Sara Wesker is Jewish, descendant of immigrants who arrived in London’s East End after probably fleeing from pogroms in eastern Europe.  There have been waves of refugees over the centuries – French Hugenots, then Polish and Russian Jews in the nineteenth century, followed by Bangladeshi and Ugandan Asians in the twentieth century, and Kurds and Syrians in more recent years.  One hundred and twenty thousand souls in the Thirties, packed into two square miles around Mile End, producing a diverse, vibrant community.  As Sara tells us – “If you want to know what’s happening in the world – where are the wars, the unrest – look to the East End.  Where’s your newest neighbour from?”

Sara is a Communist, but she’s also a Feminist and a trade unionist, and as the Rotunda lights come up she’s seated at a desk at the right of the stage, typing a letter to the owner of a garment manufacturer, demanding better pay for the female workers.  There’s a piano (with pianist) to the left, and in the middle on the back wall are three posters supporting strikes, the biggest proclaiming  THE UNION KEEPS US STRONG

Nothing else: no complicated set or props – J J Leppink is keen to give us Sara Wesker’s ideas, and the principles that motivate her, so Lottie Walker as Sara just talks to us about what drives her on.  She’s wearing a simple brown dress – not the kind of clothing you’d expect on the barricades – but there’s a steely indignation in her voice as she tells us about all the work women are expected to do – at home as well as at work – and how they are valued less.  Being paid one farthing to sew a pair of trousers, then seeing them on sale for ten times as much.  It’s not just about money, but also about status – She’s just a seamstress, He’s a tailor.    She’s just a cook, He’s a chef.

Sara’s moral sense burns at the unfairness of it, and Lottie Walker’s delivery ramps up and becomes more animated as she tells us about the first strike she organised, at Goodman’s garment factory, where she led the women out, all six hundred of them, and kept the action going for twelve weeks, until they had achieved their demands.  It’s a stirring performance – starting quietly by musing on the morality of the situation, then upping her volume and speed of delivery as she recounts the victory, and finally segueing into ‘John Brown’s Body’ hammered out enthusiastically by James Hall on the piano.

There’s a lot of music in the show, either as background to Sara’s words, or as songs celebrating the working class – some American, some from the Great War.  As Sara says, the women “do not have money, or power, or physical strength.  Striking, and raising our voices in song, are the only tools that we have.”

‘Chopped Liver & Unions’ is set in the Thirties, and Sara herself took part in the battle of Cable Street, against Mosley’s Blackshirts (and the police), but the problems we face haven’t changed.  When she told us that the capitalists always blame the strikers, and that “soon they’ll ban strikes altogether, claim they’ve fixed it all” it felt like today’s politics, and there were nods and vocal expressions of agreement from a lot of the audience.
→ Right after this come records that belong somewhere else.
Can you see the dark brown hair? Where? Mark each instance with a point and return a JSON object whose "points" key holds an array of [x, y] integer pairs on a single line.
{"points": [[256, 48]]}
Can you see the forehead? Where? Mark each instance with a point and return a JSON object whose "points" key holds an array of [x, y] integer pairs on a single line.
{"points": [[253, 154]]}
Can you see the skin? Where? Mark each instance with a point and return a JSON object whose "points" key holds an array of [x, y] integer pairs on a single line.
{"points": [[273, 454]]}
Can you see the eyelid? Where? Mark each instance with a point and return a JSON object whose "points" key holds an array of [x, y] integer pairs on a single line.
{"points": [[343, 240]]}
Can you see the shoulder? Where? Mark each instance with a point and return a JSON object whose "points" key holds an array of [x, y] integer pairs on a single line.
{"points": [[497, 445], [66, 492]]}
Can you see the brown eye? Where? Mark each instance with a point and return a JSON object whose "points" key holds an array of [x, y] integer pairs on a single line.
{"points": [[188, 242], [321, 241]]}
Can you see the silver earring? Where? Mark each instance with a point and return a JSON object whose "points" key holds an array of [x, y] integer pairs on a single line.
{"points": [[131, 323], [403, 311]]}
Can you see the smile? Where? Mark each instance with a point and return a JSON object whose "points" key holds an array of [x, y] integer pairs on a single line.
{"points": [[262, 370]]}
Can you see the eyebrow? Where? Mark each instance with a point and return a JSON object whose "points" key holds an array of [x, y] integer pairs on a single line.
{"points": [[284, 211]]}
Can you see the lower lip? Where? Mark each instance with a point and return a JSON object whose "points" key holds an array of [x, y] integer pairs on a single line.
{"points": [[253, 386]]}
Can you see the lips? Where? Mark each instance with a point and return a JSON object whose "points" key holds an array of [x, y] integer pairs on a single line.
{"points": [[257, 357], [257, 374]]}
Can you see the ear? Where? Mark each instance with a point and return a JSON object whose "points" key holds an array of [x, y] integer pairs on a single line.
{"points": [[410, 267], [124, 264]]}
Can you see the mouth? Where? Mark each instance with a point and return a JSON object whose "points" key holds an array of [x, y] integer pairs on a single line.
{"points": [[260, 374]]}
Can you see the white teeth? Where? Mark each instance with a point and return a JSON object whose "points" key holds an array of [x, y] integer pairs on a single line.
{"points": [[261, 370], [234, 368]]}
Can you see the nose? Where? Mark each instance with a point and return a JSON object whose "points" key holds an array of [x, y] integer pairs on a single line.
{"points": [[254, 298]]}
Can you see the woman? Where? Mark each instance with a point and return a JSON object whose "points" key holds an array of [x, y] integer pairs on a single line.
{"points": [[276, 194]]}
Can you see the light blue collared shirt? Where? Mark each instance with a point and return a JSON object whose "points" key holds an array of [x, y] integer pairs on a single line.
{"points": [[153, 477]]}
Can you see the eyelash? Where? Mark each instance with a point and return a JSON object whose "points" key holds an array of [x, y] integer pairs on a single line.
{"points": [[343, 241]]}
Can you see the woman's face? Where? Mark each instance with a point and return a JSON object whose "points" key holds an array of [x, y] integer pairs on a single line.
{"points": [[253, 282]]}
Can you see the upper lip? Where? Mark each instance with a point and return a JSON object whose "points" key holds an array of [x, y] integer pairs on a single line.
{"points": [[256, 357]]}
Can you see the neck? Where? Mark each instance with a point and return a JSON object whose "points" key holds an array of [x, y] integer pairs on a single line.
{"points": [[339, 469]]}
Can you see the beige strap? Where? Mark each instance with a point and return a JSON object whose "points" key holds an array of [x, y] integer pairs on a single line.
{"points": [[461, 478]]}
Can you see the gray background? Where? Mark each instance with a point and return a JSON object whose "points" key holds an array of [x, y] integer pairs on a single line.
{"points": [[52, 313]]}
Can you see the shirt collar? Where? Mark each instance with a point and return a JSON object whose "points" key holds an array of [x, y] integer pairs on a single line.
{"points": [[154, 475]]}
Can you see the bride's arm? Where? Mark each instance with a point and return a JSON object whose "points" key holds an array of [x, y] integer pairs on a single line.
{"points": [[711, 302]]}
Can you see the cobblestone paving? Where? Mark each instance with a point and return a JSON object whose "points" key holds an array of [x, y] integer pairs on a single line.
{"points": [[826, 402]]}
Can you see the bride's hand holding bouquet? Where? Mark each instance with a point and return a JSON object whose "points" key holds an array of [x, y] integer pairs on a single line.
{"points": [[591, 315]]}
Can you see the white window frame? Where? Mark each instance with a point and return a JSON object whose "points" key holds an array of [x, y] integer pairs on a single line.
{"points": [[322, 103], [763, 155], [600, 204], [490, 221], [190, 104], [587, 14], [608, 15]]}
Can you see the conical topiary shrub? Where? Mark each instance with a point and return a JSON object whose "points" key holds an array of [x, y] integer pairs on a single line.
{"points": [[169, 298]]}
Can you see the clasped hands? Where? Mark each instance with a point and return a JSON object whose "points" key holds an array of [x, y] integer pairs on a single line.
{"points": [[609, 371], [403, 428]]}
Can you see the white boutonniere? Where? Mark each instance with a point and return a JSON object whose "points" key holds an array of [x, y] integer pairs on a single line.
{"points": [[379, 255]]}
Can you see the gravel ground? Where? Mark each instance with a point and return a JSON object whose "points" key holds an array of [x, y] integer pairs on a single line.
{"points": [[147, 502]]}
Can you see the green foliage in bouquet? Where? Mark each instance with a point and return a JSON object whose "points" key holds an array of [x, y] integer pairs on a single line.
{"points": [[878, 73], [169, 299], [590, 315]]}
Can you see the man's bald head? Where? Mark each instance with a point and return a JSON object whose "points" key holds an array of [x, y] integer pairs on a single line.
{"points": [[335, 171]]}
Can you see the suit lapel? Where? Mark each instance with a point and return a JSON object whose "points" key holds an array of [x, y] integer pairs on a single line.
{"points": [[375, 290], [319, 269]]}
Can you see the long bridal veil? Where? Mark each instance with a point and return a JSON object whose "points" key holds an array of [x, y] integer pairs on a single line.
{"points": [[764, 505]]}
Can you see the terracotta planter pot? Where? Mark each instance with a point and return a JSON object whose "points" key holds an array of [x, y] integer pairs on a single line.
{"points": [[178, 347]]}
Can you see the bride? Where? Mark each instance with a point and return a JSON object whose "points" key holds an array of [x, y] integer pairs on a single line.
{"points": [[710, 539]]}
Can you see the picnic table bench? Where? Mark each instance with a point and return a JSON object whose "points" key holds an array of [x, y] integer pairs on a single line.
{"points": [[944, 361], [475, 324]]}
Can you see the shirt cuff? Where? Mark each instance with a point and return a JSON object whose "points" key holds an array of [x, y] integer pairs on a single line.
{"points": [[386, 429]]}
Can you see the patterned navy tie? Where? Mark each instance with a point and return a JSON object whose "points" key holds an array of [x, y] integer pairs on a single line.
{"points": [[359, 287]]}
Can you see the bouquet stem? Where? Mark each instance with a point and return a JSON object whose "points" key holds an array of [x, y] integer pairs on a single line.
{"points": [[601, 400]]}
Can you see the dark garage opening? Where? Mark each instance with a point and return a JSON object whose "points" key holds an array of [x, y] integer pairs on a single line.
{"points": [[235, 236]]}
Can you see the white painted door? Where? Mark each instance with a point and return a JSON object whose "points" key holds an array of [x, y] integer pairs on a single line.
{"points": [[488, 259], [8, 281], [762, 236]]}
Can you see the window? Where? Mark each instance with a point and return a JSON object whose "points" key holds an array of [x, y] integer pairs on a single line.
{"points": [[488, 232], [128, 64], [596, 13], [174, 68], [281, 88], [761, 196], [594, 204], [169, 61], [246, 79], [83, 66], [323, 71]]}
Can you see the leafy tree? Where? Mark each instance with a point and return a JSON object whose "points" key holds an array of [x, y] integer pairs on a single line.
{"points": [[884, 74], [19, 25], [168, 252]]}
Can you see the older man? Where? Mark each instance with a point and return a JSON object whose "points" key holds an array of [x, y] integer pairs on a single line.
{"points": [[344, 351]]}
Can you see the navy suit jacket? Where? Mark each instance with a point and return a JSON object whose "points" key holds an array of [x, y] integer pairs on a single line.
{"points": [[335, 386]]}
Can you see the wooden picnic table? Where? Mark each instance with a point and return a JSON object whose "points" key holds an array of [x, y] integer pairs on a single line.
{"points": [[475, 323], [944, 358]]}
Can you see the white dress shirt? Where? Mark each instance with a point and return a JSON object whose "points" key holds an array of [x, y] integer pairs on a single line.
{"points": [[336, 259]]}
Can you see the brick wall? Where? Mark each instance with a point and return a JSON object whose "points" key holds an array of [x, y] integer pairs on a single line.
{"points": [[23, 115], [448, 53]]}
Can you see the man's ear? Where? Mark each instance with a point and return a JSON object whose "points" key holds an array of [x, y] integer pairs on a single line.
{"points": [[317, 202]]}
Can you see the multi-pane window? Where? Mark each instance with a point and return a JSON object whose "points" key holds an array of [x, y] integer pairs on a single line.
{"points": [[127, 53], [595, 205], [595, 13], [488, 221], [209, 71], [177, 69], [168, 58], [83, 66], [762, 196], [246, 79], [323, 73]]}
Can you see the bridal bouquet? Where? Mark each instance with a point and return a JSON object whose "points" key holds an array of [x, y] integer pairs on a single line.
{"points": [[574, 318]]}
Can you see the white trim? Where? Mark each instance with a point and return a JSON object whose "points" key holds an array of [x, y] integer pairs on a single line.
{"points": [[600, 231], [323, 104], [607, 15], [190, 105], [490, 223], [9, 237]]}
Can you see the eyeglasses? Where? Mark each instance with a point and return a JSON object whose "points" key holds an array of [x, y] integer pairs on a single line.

Sara set up her own union, the United Clothing Workers Union, and had a long political and romantic relationship with Mick Mindel, another Jewish union activist.  But she (and J J Leppink) are careful to locate her work within the history of women’s union activities.  She tells us of the Matchgirls at Bryant and May’s factory, suffering for years from the toxic effects of white phosphorus, who only got better conditions after fourteen hundred of them walked out, back in 1888.  She talks of the Suffragettes, and how their fight for the right for women to vote – though only ‘respectable’ property-owning women at first.  She brings it into the modern era by mentioning the machinists at Ford’s Dagenham factory, who went on strike in 1968 in pursuit of equal pay for the same work, and whose victory led to the setting up of the Equal Pay Act.

“To the Matchgirls, who forged the path for the rest of us to tread.”

The show’s Director, Laura Killeen, matched the combination of set, music and dialogue brilliantly.  Lottie Walker didn’t just play Sara Wesker, she became her.  I felt I’d been in the presence of a powerful personality.  At the close she and James Hall performed ‘The Red Flag’ – most of the audience (including your reviewer) joined in, and I spotted more than a few tears in my neighbours’ eyes.